General Statistics Question

Discussion in 'Strategy Building' started by HotTip, Aug 30, 2011.

  1. HotTip

    HotTip

    I have a question for the stats studs out there:

    If I developed a system that when backtested creates a smooth upward daily equity curve (i.e., >99% correlation) incorporating >3611 trades over 427 days, is it even necessary to do an in-sample/out-of-sample test on that? I can understand doing that when the in-sample results have a high beta and generates an erratic equity curve, but if my equity curve has a nice upward trajectory regardless of the time period I'm looking at, doesn't that already imply that the system is consistently profitable, or is an out-of-sample test still necessary regardless of the equity curve my in-sample generates?

    Thanks in advance for any insight!
     
  2. On what instruments? On what timeframes / volume / tick ?

    Not to rain on your parade, and I have no idea what you are doing, but 427 days is meaningless IMO.

    Others may refute that.
     
  3. rdg

    rdg

    It's not a matter of whether it's necessary or unnecessary, it's a matter of how confident you are that the feature you are exploiting exists in any data other than what you are currently testing against. For example, if I have a development process that starts with a bunch of data and finds a system that trades it perfectly, then I'm not going to have much confidence in it. I will probably want to see how it performs on different data.
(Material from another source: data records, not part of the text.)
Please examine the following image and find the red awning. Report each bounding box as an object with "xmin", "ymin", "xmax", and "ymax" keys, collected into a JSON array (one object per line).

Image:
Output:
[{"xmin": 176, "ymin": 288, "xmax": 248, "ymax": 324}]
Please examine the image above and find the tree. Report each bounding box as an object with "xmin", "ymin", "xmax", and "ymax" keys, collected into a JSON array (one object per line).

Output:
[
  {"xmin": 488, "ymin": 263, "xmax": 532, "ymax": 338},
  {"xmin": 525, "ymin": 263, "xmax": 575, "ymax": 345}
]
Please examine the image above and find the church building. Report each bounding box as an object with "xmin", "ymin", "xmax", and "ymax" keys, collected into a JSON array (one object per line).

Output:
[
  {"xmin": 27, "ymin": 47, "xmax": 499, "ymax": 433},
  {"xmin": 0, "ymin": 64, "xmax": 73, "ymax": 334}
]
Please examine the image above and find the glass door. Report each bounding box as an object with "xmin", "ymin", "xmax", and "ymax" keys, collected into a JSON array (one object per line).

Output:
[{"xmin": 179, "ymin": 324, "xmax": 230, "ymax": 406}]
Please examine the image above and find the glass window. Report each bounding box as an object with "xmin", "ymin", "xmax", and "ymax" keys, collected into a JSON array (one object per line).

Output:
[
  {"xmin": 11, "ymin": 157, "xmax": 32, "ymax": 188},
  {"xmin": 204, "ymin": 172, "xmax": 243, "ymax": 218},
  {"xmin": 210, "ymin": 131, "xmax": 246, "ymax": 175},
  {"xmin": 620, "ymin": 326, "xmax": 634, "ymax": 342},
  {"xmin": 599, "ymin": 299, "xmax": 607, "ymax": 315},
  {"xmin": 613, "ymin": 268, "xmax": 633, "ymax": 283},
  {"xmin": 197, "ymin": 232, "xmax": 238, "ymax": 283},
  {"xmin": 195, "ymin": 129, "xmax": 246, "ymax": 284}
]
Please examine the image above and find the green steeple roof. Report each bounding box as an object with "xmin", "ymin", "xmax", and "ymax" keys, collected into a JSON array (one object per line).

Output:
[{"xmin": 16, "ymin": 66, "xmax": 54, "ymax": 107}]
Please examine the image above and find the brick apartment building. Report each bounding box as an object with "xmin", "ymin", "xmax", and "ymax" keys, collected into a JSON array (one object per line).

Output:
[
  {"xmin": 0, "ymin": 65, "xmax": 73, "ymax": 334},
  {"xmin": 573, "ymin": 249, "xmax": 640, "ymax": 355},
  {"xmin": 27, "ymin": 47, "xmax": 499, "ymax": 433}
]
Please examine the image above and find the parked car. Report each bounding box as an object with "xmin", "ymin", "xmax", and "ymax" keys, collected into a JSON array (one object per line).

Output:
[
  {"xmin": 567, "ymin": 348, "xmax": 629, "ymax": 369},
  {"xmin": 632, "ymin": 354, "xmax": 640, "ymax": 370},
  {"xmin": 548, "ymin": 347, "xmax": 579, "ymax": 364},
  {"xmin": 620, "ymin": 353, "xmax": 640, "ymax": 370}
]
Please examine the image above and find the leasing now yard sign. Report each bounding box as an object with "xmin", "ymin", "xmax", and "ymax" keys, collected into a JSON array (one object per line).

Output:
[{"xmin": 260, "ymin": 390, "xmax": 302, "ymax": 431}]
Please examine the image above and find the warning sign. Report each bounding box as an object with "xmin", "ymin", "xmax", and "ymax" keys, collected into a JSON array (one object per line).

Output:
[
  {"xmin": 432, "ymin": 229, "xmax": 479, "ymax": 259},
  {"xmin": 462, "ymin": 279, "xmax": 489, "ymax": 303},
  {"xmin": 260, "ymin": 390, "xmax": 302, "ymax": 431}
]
On the other hand, I could also imagine a situation where I had high enough confidence, based on the rigor of my development process, to take a system live after seeing only a few test results.
     
  4. maler

    maler

    All my backtests use some form of walk forward analysis.
    Do not trust in sample backtests.
    Whenever I see a very smooth equity curve,
    the most likely explanation is some kind of mistake.
    Most common mistakes are look ahead and suvivorship bias,
    or unrealistic execution costs.
     
  5. kickout

    kickout

    as a pseudo qualified statistician....there is no question there...



    analogous to randomly asking somebody "is this important"
     
  6. toc

    toc

    what is the win loss percentage on the number of trades in the backtested system.